Skill, scale, and value creation in the mutual fund industry

When investors shop for mutual funds, they typically focus on performance, which is generally measured by the level of returns (compared to a given benchmark). However, far less is known about value creation, i.e. whether funds, or rather the fund managers, are capable of extracting genuine value from capital markets through their investment decisions. Moreover, when investors make their decision, they seldom manage to consider the ability to identify profitable investment ideas (skill) and to manage the fund's growth over time (scalability), limiting themselves to the traditional measures of size and performance.
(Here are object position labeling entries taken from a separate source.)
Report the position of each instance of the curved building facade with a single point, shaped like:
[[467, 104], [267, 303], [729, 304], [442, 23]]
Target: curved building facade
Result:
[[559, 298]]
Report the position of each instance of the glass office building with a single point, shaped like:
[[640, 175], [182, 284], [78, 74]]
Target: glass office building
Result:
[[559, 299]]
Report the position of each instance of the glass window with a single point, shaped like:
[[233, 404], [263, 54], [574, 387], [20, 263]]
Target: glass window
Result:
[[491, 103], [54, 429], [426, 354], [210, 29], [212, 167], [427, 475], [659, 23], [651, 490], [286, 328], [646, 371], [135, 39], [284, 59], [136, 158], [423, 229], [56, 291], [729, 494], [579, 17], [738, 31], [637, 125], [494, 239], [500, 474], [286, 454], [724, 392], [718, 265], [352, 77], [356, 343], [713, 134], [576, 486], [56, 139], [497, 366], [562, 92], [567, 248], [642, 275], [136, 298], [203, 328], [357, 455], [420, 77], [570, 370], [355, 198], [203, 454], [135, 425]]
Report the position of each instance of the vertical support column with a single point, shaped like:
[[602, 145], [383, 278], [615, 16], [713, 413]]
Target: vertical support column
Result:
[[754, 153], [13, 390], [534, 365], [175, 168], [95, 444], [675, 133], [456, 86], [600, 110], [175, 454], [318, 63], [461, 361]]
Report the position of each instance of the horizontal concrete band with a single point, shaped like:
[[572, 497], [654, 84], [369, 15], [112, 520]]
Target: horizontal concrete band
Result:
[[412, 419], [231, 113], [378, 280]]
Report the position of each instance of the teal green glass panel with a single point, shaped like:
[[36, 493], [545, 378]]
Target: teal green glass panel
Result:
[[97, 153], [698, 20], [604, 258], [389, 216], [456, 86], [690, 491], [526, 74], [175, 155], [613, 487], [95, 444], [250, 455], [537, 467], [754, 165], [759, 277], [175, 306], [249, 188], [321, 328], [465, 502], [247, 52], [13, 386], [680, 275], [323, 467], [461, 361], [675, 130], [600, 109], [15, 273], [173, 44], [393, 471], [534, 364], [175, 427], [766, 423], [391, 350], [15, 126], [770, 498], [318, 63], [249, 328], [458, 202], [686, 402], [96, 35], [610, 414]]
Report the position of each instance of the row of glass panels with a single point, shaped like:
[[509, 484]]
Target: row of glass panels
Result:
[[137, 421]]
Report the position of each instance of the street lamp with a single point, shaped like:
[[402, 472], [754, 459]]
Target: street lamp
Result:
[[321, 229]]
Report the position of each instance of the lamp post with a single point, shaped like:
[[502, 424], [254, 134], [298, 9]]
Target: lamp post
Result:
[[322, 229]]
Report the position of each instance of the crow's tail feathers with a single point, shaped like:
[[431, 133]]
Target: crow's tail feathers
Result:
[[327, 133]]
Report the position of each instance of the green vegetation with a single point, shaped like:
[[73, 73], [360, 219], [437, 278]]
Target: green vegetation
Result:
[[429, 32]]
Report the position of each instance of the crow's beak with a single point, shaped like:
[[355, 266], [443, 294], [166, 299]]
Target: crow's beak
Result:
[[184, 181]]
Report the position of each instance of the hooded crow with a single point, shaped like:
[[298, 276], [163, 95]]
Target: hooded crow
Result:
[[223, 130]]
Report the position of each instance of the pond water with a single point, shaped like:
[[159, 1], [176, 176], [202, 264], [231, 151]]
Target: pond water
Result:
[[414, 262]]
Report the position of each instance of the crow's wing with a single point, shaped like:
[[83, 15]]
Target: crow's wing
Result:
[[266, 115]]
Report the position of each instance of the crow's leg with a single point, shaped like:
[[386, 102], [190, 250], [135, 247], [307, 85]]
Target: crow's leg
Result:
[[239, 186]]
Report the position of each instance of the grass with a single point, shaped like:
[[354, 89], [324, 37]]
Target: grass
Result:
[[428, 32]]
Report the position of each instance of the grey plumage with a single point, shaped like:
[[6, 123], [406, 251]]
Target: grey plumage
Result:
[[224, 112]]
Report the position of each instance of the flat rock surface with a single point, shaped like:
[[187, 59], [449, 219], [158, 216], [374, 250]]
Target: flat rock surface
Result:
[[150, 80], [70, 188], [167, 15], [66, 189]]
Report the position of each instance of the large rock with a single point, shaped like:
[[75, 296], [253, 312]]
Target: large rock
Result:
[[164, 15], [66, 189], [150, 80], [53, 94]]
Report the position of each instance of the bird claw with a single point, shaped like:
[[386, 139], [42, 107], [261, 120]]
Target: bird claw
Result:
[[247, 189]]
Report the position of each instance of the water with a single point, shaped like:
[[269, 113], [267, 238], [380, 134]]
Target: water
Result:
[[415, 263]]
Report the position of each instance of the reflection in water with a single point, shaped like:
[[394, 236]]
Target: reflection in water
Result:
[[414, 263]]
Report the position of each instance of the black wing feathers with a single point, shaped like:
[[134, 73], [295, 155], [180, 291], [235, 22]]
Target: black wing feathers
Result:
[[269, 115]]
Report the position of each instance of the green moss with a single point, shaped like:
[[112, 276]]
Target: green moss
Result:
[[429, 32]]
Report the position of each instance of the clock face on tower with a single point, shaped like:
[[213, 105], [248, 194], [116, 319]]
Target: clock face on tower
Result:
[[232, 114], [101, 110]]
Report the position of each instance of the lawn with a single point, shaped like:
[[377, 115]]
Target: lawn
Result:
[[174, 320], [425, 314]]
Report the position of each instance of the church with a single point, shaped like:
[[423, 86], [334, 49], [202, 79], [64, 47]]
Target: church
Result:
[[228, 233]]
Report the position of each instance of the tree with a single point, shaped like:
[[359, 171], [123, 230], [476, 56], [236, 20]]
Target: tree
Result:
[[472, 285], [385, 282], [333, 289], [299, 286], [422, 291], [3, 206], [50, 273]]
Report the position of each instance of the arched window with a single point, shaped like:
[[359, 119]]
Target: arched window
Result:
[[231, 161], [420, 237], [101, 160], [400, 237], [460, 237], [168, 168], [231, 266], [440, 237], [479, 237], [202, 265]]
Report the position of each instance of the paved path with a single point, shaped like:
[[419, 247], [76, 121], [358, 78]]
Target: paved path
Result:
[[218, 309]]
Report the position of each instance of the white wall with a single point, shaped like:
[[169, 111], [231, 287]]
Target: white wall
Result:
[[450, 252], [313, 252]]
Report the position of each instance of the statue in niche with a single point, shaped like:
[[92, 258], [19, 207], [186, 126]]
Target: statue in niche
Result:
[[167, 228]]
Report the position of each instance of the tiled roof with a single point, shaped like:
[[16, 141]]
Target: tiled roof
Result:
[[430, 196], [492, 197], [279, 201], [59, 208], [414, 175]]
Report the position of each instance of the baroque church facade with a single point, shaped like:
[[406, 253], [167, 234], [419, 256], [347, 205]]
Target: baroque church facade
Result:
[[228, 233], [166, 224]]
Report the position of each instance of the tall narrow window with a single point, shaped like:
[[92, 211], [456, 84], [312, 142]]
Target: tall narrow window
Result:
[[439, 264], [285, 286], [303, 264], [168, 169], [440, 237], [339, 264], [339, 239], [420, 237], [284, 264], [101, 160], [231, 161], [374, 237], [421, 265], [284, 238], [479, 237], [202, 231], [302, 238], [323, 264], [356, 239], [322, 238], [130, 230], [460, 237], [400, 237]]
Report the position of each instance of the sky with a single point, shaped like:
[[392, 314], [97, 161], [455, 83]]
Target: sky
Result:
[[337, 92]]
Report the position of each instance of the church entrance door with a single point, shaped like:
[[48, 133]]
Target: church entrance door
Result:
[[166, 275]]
An empirical study performed by researchers at the Swiss Finance Institute in Lugano and Geneva and at McGill University in Canada, and published in the world-leading Journal of Finance, has identified an alternative approach to fund value creation that focuses on the ability to identify profitable investment ideas (skill) and to grow in size (scalability). Co-author Patrick Gagliardini , Full professor of Econometrics at the USI Institute of Finance, tells us more. Active funds create value when they trade based on superior information (stock picking, factor timing, etc.), or when they provide liquidity to absorb selling pressure during downtrend phases. In their study, Prof. Gagliardini, Olivier Scaillet (University of Geneva) and Laurent Barras (McGill University), propose an alternative breakdown of the value added in an investment fund.